Stephen and Karen Pearson may have the only home in New Zealand that could double as an art gallery.
The five-bedroom home for sale on Masons Ave in the country's most expensive suburb, Herne Bay, was built for Gary Langsford, co-owner of the Gow Langsford Gallery, to display his expansive private collection.
The 438sq m concrete, steel and aluminium joinery house's north-facing position combined with floor-to-ceiling glass, captures every drop of sun.
The white walls soar up to 3.6m in height, which the Pearsons utilise for their own pieces of work.
The 1.8m hallway is wide enough to accommodate the many visitors who admire the work.
The kitchen, dining and living area is open plan and soundproof because of special tiles on the roof and the Canadian maple floors have been bleached with a whitewash to create even more light.
"It's kind of like an art gallery with rooms," Mr Pearson said.
The Pearsons, who own an advertising consultancy, bought the property from Mr Langsford for $2.1 million in 2001. It now has a valuation of $3.85 million.
Over the years, they have built up a collection of more than 45 pieces, with some worth more than $100,000.
Mr Pearson told the Herald his favourite piece was a striking print of a rabbit eye by Michael Parekowhai which is placed at the end of the hall.
The works are mostly by New Zealand artists, including Judy Millar, Richard Killeen, Milan Mrkusich, Yvonne Todd, Michael Harrison, Andrew Mcleod and Peter Robinson.
Other pieces include a knitted replica of the Mona Lisa - bought from a student show - two corrugated iron elephants by Jeff Thomson in the garden, and a Phil Price wind-activated kinetic sculpture which greets visitors as they drive in.
Mr Pearson said he started collecting art when he was 23 after visiting the home of another collector.
"It blew me away and I dreamed of how one day some of this stuff could be mine."

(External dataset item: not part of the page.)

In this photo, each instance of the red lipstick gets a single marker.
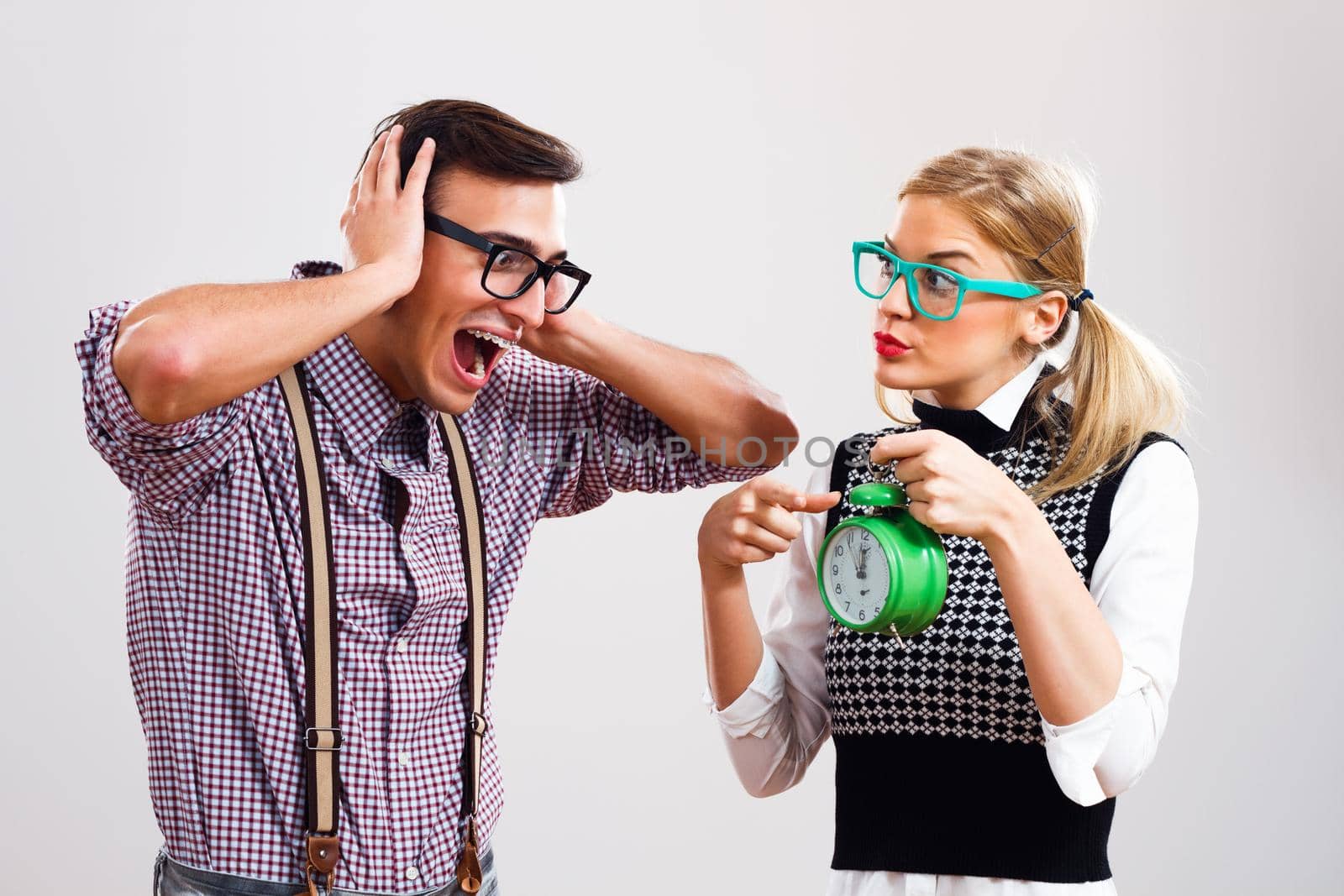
(889, 345)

The couple, who have two teenage children, are selling to build a home from scratch.
They are also building on land at Jacks Point in Queenstown.

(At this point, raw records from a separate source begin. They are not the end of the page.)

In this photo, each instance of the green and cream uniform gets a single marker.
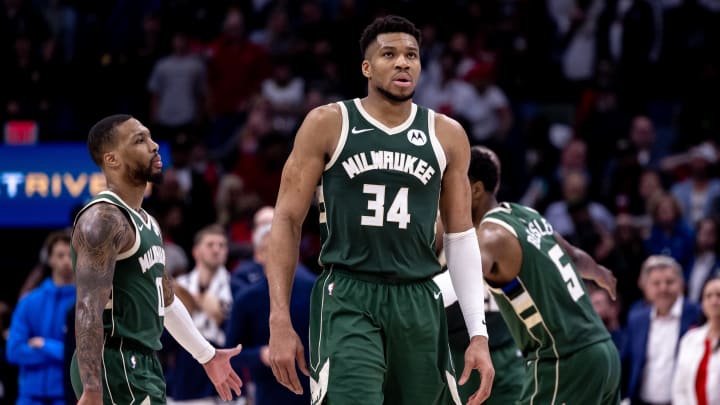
(570, 358)
(133, 316)
(377, 319)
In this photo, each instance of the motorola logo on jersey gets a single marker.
(417, 137)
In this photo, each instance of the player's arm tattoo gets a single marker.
(100, 234)
(168, 290)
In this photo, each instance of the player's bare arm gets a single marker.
(314, 145)
(168, 289)
(100, 234)
(501, 254)
(455, 203)
(587, 267)
(455, 212)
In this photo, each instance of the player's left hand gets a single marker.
(222, 374)
(477, 357)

"We've always wanted to build from scratch and have that thrill of being immersed in the building process," Mr Pearson said.
The couple previously owned a 1926 weatherboard house, on nearby Sentinel Rd, which they renovated.
Real estate agent Graham Wall, who is handling the sale of the Masons Ave property, said it was designed by New York architect David Howell, who spent a week touring California's case study homes with Mr Langsford for inspiration.
The houses were experiments in American residential architecture sponsored by Arts & Architecture magazine in the 1940s, 1950s and 1960s.
"In a suburb full of villas it would certainly stand out, if you could see it," Mr Wall said.
"Tucked down a long driveway, the home is hidden from the street."